Sizin vicdanınızın sızladığını ben fark ediyorum. Saygıdeğer milletvekilleri, AK PARTİ’nin milletvekilleri; vicdanınızın sızladığına ben eminim, biliyorum. Lütfen “Artık yeter!” deyin buna. Ben söylüyorum, OHAL’in niye var olduğunu beraberce isterseniz konuşalım Sayın Bostancı. OHAL niye var? İşte bunları konuşamayalım, konuşmayalım diye var.

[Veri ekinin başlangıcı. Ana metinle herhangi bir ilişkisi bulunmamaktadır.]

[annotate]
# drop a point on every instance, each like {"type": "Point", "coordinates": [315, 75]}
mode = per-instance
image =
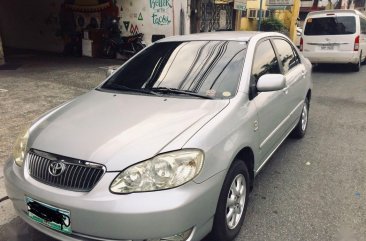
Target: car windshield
{"type": "Point", "coordinates": [330, 25]}
{"type": "Point", "coordinates": [194, 69]}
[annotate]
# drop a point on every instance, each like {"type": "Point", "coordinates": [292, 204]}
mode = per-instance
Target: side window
{"type": "Point", "coordinates": [363, 25]}
{"type": "Point", "coordinates": [265, 61]}
{"type": "Point", "coordinates": [287, 56]}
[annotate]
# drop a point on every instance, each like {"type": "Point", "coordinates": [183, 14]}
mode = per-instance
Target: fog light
{"type": "Point", "coordinates": [178, 237]}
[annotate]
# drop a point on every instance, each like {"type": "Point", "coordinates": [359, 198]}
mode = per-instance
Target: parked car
{"type": "Point", "coordinates": [298, 36]}
{"type": "Point", "coordinates": [335, 36]}
{"type": "Point", "coordinates": [168, 146]}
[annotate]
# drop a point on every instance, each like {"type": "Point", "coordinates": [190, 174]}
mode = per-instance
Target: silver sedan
{"type": "Point", "coordinates": [167, 147]}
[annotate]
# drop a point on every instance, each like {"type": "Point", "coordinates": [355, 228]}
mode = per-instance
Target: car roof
{"type": "Point", "coordinates": [220, 35]}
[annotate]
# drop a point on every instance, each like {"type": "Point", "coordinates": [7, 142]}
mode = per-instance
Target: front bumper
{"type": "Point", "coordinates": [330, 57]}
{"type": "Point", "coordinates": [101, 215]}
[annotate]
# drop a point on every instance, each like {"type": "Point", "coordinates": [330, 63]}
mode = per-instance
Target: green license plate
{"type": "Point", "coordinates": [50, 216]}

İstanbul’da 6 tane metro ihalesi verdiniz, günlerce mücadele etti Cumhuriyet Halk Partisi, bize söylemediğiniz kalmadı; 6 metroyu iptal ettiniz. Cumhuriyet Halk Partisi sayesinde 1,3 milyar lira vatandaşın cebinde kaldı, İstanbul Büyükşehir Belediyesinin cebinde kaldı. Niye çıkıp da “Evet, Cumhuriyet Halk Partisi doğru muhalefet yaptı. Helal olsun Cumhuriyet Halk Partisine, kutluyoruz. Biz de gereğini yaptık.” deme gereği duymadınız? İstiyorsunuz ya, hani “olumlu muhalefet” diyorsunuz; daha ne söyleyelim size?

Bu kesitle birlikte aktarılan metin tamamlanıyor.